Eso era a principios de
primavera. Llevábamos el segundo día de viaje. Los pasajeros que realizaban trayectos
cortos entraban y salían del vagón, pero tres venían, como yo, desde el mismo
punto de partida del tren: una dama fea y mayor, fumadora, de rostro
atormentado, con un abrigo algo masculino y un sombrerito; un conocido de la
dama, parlanchín, de unos cuarenta años, con un equipaje cuidado y nuevo; y
otro señor, que se mantenía al margen, de estatura baja y movimientos bruscos; no
era aún viejo, pero su pelo rizado dejaba ver unas canas evidentemente
prematuras, y sus ojos inusitadamente brillantes saltaban veloces de un objeto
a otro.

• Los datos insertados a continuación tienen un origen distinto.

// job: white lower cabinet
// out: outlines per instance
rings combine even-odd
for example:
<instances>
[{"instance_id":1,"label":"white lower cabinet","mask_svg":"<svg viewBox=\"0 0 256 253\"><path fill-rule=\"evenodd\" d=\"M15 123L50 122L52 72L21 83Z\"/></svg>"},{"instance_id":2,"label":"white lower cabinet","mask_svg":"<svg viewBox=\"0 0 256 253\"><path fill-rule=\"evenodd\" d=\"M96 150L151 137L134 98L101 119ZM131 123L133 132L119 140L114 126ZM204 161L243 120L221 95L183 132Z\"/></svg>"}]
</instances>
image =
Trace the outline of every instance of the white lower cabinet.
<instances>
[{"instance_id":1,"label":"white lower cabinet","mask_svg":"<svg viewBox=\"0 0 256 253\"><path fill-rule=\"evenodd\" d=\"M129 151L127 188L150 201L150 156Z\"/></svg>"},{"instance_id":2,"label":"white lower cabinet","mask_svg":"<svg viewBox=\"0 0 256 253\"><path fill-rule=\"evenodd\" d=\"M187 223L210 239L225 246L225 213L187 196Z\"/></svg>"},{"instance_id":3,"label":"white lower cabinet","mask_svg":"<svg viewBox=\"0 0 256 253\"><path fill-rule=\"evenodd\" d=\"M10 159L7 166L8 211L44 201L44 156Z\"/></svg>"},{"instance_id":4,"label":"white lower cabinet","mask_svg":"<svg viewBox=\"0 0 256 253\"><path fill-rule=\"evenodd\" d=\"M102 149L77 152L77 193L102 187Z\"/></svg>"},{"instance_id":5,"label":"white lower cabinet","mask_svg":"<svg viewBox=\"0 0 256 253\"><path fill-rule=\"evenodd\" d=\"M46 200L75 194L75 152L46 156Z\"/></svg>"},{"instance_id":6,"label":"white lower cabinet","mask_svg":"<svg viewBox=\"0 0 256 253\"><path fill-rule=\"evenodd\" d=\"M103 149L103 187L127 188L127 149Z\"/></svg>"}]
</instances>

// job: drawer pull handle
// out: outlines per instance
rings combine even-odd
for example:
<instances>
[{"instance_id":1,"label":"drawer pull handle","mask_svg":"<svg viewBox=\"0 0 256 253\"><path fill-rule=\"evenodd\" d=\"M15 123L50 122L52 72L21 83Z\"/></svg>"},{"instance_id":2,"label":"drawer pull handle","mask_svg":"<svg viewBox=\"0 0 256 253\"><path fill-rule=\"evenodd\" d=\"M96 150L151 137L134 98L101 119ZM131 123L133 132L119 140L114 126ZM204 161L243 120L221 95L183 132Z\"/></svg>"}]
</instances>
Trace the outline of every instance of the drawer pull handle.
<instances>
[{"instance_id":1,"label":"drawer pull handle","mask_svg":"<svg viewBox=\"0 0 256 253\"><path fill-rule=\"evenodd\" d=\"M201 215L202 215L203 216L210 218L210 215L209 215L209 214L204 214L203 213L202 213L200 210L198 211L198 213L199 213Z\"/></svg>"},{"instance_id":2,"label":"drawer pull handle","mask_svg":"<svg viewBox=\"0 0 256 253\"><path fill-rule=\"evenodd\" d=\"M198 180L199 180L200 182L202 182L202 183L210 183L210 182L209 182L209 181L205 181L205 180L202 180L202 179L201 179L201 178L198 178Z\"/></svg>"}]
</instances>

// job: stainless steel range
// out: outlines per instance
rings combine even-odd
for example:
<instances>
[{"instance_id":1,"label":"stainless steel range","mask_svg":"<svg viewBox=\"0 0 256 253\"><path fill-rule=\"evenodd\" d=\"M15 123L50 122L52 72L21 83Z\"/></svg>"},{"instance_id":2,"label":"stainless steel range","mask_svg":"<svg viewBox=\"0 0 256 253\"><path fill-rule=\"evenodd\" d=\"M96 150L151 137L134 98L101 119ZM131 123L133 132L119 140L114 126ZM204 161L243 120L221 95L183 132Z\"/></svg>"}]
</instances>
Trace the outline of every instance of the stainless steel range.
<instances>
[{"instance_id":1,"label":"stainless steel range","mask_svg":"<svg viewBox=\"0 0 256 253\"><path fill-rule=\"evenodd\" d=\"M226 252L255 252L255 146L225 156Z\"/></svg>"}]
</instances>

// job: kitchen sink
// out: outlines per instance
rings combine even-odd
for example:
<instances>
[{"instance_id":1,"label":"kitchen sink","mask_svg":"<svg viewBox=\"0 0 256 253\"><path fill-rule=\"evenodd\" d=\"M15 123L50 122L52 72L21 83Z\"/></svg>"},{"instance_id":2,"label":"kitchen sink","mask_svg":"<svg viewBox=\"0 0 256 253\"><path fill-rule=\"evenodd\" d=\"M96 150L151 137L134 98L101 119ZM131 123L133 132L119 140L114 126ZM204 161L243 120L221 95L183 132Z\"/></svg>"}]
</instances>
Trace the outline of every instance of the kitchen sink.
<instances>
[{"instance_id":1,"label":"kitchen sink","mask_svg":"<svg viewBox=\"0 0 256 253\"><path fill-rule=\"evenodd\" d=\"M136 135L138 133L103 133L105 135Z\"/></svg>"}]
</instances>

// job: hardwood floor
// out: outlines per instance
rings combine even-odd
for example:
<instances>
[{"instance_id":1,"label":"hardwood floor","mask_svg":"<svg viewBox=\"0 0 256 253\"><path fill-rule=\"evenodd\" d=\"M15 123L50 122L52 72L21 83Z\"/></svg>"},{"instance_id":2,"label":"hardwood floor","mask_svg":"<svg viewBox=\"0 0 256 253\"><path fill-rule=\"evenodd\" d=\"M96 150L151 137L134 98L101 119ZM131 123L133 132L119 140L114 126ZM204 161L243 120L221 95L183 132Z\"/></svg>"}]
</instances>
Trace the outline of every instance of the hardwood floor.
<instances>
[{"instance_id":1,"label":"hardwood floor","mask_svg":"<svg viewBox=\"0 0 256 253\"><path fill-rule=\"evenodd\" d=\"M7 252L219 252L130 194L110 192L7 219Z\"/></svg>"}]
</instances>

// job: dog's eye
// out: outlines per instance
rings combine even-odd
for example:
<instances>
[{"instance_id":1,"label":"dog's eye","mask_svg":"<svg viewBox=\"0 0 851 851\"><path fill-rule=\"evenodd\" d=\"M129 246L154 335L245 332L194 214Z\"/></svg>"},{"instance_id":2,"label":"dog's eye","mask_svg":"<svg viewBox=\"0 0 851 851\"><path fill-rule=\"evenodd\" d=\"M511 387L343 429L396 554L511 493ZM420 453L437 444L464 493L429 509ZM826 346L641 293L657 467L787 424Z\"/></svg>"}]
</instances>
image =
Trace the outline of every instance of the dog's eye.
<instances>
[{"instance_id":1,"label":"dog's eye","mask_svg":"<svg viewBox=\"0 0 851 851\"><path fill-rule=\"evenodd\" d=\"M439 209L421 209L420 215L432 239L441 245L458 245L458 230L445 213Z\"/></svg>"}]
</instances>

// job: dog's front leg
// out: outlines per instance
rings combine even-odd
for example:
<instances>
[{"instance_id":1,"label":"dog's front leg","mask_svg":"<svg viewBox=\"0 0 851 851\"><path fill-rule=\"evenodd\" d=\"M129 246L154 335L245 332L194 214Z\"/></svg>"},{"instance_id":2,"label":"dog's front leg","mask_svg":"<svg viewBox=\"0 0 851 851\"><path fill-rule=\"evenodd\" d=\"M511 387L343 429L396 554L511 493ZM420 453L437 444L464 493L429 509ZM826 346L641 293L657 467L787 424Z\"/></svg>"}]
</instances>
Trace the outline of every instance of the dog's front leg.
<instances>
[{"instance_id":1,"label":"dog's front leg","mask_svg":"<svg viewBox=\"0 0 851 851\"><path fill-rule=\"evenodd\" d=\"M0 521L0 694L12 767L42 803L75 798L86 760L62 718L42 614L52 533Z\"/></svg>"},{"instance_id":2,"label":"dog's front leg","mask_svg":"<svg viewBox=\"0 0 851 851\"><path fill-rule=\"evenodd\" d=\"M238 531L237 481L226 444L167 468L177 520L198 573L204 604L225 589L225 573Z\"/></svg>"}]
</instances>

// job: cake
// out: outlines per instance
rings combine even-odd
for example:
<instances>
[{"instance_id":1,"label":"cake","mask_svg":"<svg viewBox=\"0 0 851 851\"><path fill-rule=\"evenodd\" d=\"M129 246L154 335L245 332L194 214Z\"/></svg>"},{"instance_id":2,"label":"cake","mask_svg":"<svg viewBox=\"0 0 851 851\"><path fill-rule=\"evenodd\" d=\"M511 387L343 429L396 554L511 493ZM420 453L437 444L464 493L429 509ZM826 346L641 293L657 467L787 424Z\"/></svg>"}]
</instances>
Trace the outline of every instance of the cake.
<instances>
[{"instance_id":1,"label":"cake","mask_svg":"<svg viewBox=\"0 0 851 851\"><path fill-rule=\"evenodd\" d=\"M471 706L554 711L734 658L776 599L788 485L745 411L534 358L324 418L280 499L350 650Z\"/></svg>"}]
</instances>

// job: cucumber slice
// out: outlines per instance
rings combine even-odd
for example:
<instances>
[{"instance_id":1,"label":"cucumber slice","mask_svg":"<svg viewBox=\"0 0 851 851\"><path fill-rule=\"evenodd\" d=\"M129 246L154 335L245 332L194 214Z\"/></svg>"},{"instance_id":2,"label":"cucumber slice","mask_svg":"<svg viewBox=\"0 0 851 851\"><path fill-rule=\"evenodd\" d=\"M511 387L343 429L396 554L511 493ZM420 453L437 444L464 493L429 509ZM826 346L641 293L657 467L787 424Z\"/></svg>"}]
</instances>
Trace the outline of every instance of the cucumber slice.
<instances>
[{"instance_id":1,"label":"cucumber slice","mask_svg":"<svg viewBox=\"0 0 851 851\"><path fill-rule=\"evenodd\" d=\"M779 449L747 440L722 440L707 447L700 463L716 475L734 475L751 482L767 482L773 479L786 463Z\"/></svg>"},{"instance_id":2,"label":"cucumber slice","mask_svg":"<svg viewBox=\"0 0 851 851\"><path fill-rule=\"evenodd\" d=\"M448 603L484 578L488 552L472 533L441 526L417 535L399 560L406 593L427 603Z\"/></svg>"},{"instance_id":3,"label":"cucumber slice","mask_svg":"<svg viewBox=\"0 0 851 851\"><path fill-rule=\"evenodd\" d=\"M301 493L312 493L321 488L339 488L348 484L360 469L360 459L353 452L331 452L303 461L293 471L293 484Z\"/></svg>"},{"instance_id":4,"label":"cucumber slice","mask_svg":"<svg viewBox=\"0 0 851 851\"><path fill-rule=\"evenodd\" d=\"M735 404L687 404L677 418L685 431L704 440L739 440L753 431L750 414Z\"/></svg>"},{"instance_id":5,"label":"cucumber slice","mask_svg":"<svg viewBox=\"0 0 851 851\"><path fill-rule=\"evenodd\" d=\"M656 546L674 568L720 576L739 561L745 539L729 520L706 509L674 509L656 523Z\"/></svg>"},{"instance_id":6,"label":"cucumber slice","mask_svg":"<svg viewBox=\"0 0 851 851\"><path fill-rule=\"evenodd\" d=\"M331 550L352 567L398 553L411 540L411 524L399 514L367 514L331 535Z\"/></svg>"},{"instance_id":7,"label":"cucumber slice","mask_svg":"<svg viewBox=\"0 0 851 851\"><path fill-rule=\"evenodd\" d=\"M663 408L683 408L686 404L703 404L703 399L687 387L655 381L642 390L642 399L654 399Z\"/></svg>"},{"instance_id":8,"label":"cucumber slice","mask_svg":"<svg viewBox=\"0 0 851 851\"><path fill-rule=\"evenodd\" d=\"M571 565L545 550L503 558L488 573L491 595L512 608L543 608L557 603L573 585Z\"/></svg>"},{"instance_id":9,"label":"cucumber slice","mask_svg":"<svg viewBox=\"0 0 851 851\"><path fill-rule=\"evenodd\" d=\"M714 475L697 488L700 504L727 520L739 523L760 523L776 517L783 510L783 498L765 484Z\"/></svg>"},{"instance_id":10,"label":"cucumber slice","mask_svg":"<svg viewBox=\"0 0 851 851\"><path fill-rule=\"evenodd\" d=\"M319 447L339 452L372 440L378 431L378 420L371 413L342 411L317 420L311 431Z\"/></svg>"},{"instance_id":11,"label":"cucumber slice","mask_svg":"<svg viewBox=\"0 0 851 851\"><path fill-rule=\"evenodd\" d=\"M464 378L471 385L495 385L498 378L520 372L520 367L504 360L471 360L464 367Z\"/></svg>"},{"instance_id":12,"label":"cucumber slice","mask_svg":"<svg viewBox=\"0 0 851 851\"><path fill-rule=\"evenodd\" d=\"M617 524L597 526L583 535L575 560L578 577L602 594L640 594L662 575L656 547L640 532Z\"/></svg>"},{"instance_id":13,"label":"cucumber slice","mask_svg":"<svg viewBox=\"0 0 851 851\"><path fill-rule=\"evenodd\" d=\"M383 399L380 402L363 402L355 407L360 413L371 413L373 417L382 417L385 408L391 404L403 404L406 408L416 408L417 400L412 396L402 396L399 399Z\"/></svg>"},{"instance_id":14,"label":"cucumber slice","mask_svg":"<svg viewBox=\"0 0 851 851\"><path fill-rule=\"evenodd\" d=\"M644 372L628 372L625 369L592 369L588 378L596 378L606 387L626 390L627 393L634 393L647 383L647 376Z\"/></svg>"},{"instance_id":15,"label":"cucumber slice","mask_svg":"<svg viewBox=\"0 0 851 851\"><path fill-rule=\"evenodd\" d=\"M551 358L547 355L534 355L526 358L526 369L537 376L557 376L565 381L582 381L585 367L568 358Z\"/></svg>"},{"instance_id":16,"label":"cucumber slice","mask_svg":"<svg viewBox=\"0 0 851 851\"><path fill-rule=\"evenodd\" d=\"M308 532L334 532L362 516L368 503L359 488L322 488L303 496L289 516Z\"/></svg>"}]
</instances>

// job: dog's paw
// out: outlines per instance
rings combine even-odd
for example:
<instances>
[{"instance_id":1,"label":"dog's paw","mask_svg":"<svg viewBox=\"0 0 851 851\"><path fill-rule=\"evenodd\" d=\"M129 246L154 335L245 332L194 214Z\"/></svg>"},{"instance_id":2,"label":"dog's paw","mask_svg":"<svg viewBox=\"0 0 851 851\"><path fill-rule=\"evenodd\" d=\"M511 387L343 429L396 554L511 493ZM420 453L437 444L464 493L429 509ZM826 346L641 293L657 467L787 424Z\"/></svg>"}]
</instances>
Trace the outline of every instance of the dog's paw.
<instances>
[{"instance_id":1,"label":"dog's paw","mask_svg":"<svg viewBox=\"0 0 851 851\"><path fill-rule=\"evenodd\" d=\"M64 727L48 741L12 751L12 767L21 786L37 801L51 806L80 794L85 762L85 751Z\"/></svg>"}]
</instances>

Llevaba un abrigo viejo, de sastre caro, con un cuello y un gorro de
astracán. Bajo el abrigo, cuando se lo desabrochaba, se veían un chaleco plisado
y una camisa rusa con bordados. El señor tenía además otro rasgo peculiar: de
vez en cuando emitía unos sonidos extraños, algo parecidos a una tos o a una
risa que, tras explotar, de pronto se apagaban. Durante todo el viaje este
señor había evitado a toda costa cualquier contacto y trato con el resto.